Türk Mitolojinde farklı isimlerde ejderhalar yer alır.Bunlar; Yelbegen,Badraç, Büke, Bükrek ve Sangal, Er Töştük ve Ejderha, Kök Luu, Ebren ‘dir. Her bir isimdeki ejderhanın özelliği farklıdır. Kimisi gökte yaşar kimisi yerde. Kimisi iyiliği temsil eder kimisi kötülüğü.
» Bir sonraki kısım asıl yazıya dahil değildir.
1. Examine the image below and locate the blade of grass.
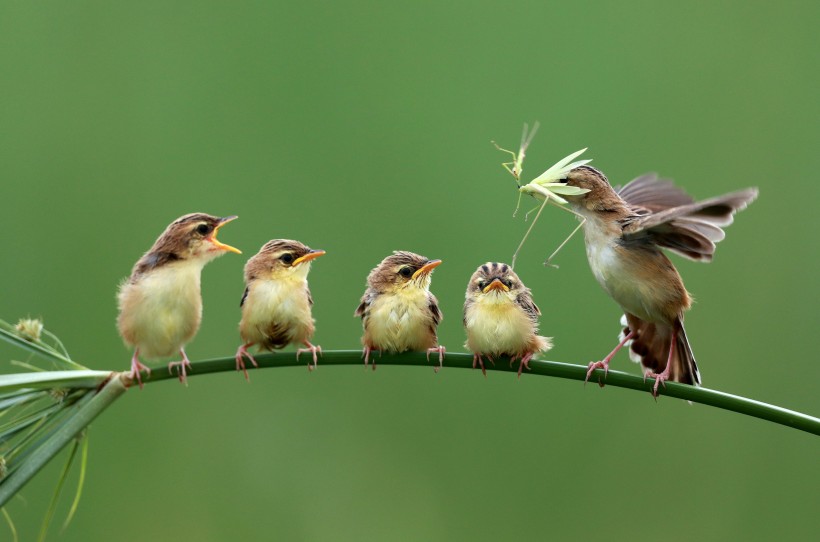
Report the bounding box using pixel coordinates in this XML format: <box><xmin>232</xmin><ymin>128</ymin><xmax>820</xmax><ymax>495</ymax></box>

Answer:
<box><xmin>0</xmin><ymin>508</ymin><xmax>20</xmax><ymax>542</ymax></box>
<box><xmin>37</xmin><ymin>439</ymin><xmax>80</xmax><ymax>542</ymax></box>
<box><xmin>0</xmin><ymin>326</ymin><xmax>86</xmax><ymax>369</ymax></box>
<box><xmin>0</xmin><ymin>373</ymin><xmax>127</xmax><ymax>507</ymax></box>
<box><xmin>62</xmin><ymin>431</ymin><xmax>88</xmax><ymax>531</ymax></box>
<box><xmin>0</xmin><ymin>369</ymin><xmax>112</xmax><ymax>392</ymax></box>
<box><xmin>136</xmin><ymin>350</ymin><xmax>820</xmax><ymax>435</ymax></box>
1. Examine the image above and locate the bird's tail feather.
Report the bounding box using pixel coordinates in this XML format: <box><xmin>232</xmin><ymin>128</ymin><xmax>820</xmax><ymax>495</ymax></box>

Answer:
<box><xmin>621</xmin><ymin>314</ymin><xmax>700</xmax><ymax>386</ymax></box>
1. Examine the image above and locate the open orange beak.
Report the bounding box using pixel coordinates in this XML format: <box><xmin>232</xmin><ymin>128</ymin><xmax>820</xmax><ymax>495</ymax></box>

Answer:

Türk mitolojisine baktığımızda Anadolu’da güçlü bir devlet kuran Hititlerin gök tanrısı Teşup, kötülüğün simgesi İlluyanka’yı öldürerek Purilli Şenliğinin başlamasına sebep olmuştur.(Hooke, 2002 s 116)Başka bir ünlü Türk destanı olan Gılgamış’ta Kahraman Gılgamış, Ejderha Hubaba’yı öldürerek ülkesini kurtarmıştır.Dede Korkut Kitabı’nda Salur Kazan’ın evinin yağmalandığı boyu beyan eden hikayede ejderha motifi, kafirlere karşı kardeşleri Kıyan Gücü ve Demir Gücü ile mücadele veren Karacuk Çoban üzerinden ‘insan ejderhası Karcuk Çoban’söylemiyle tasvir edilirken, Yeğenek boyu hikayesinde ‘Ejderhalar insan yiyen Deli Evren ejderhaları olarak ‘tasvir edilir.Karagün ve Kanturalı hikayesinde ise ‘o üç canavarın biri kağan aslandı, biri kara boğa idi, bir de kara buğra idi.Bunların herbirisi bir ejderhaydı.’tasvirleri ile güç ve kuvvetin kahramanlığın ve yenilmezliğin simgesi olarak verilmiştir.(Özkartal,2002,s63)

Kelime anlamı bile insanı düşünmeye, kendini sorgulamaya iten bir varlığın neden bunca eserde yer aldığına çok da şaşırmamak gerekir. İnsanların güce ve yenilmezliğe olan düşkünlüğünü buna doğuştan sahip olan ejderhaları yenerek tatmin ettiğini görebiliriz. Ejderhalar evreni simgeliyorsa işte tam da burada onunla savaşma isteğini gösteren insanoğlunun acizliğine şahit olabiliriz. Hep bir sonsuz güç, ölümsüzlük isteği…Ama nereye kadar …Ey insanoğlu unutma! Gerçekte hiçbir zaman evreni yenemeyeceksin. Bunu biliyorsun ve belki de en çok bu duyguyu yaşamayı, ancak masallarda ejderhaları yenerek hissediyorsun.